When I Was 35

September 18, 2017 | Dick Duerksen

When I was 35 years old I was an ordained Seventh-day Adventist pastor and an academy principal.

When our son was 35 he was the chief marketing officer for three incredibly successful world-class companies.

When our oldest daughter was 35 she received a Making a World of Difference award from Vodaphone New Zealand.

When our youngest daughter was 35 she was a professional sports coach, had won national championships in mountain-bike racing and was beginning to win competitions as a professional road bike racer.

Yet, at 35, none of them were “mature enough” to serve as elders or in other leadership positions in their local church.

“Too young,” the nominating committee decided.

“Too inexperienced,” the leaders said.

“Not ready” was the consensus.

Yet, when the insurance company Aviva asked 2,000 adults what they thought the “ideal” age might be, 35 was the near-unanimous choice.

The other day I went back to the academy where I served as principal. My picture is on the wall there next to a long line of suit-and-tie principals. My Pendleton shirt and obvious inexperience left me as the glowing exception on the wall.

“I was too young,” I mumbled to my wise wife.

“No,” she replied. “It was fun.”

“Remember the crowds of kids we used to have at our house?” she continued. “And the Sunday mornings when you drove the bus to take the kids skiing at Winter Park? The times when the committee disciplined kids by assigning them to stay at our house for a week? The beard-growing contest? The faculty retreat where we all signed a commitment to serve each student as if he or she was Jesus Himself? The buckets of popcorn? All while building a new girls’ dorm, becoming a professional photographer, preaching at 30 churches and six camp meetings each year, writing Sabbath School lessons for the GC, and helping raise three children of your own? Remember?”

Thirty-five was not too young. We were in the prime of life, giving our all wherever God led.

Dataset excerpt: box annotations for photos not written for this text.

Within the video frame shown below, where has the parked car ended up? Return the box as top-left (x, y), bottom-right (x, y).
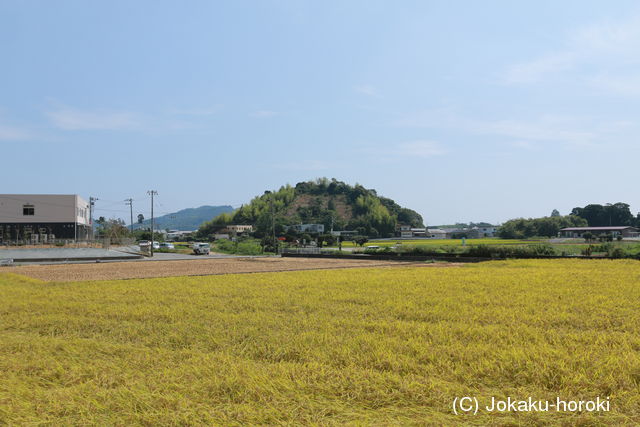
top-left (192, 242), bottom-right (211, 255)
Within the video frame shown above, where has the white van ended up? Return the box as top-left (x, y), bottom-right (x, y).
top-left (192, 243), bottom-right (211, 255)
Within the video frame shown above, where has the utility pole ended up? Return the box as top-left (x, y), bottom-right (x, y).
top-left (124, 198), bottom-right (133, 233)
top-left (89, 197), bottom-right (98, 240)
top-left (147, 190), bottom-right (158, 257)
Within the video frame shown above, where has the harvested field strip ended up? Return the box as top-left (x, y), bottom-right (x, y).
top-left (0, 260), bottom-right (640, 426)
top-left (2, 258), bottom-right (456, 282)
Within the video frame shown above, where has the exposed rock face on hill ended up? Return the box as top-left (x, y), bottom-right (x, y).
top-left (200, 178), bottom-right (424, 237)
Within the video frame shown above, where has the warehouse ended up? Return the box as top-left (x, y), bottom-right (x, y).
top-left (0, 194), bottom-right (91, 243)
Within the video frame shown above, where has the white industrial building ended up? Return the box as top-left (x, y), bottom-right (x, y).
top-left (0, 194), bottom-right (91, 243)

Which brings me back to church.

When I ask 35-year-olds how they feel about church, here’s some of what I hear:

  • “I operate two million-dollar businesses and earn more than $100,000 a year. Why can’t I at least help take up the offering?”
  • “The data shows that most people peak at 39. Why is the church being run by 70-year-olds?”
  • “If I am seen as a child without value, why should I come?”
  • “The young adults who attend adult Sabbath School classes seem to be treated as adults, while those of us that attend the young adult Sabbath School class are considered kids.”
  • “At 30 one is considered adult enough to vote, fight for their country, perform surgical procedures, own and run a multimillion dollar company, but not to be a leader in their church.”

Did I make mistakes as a 30-something principal? Indeed. Did I feel supported, valued and needed for the mission of the church I love? You bet.

What could a young adult in my local church do if they were trusted like that?

My wise wife would tell me we have everything to gain and nothing to lose if we could wake up and give them a chance.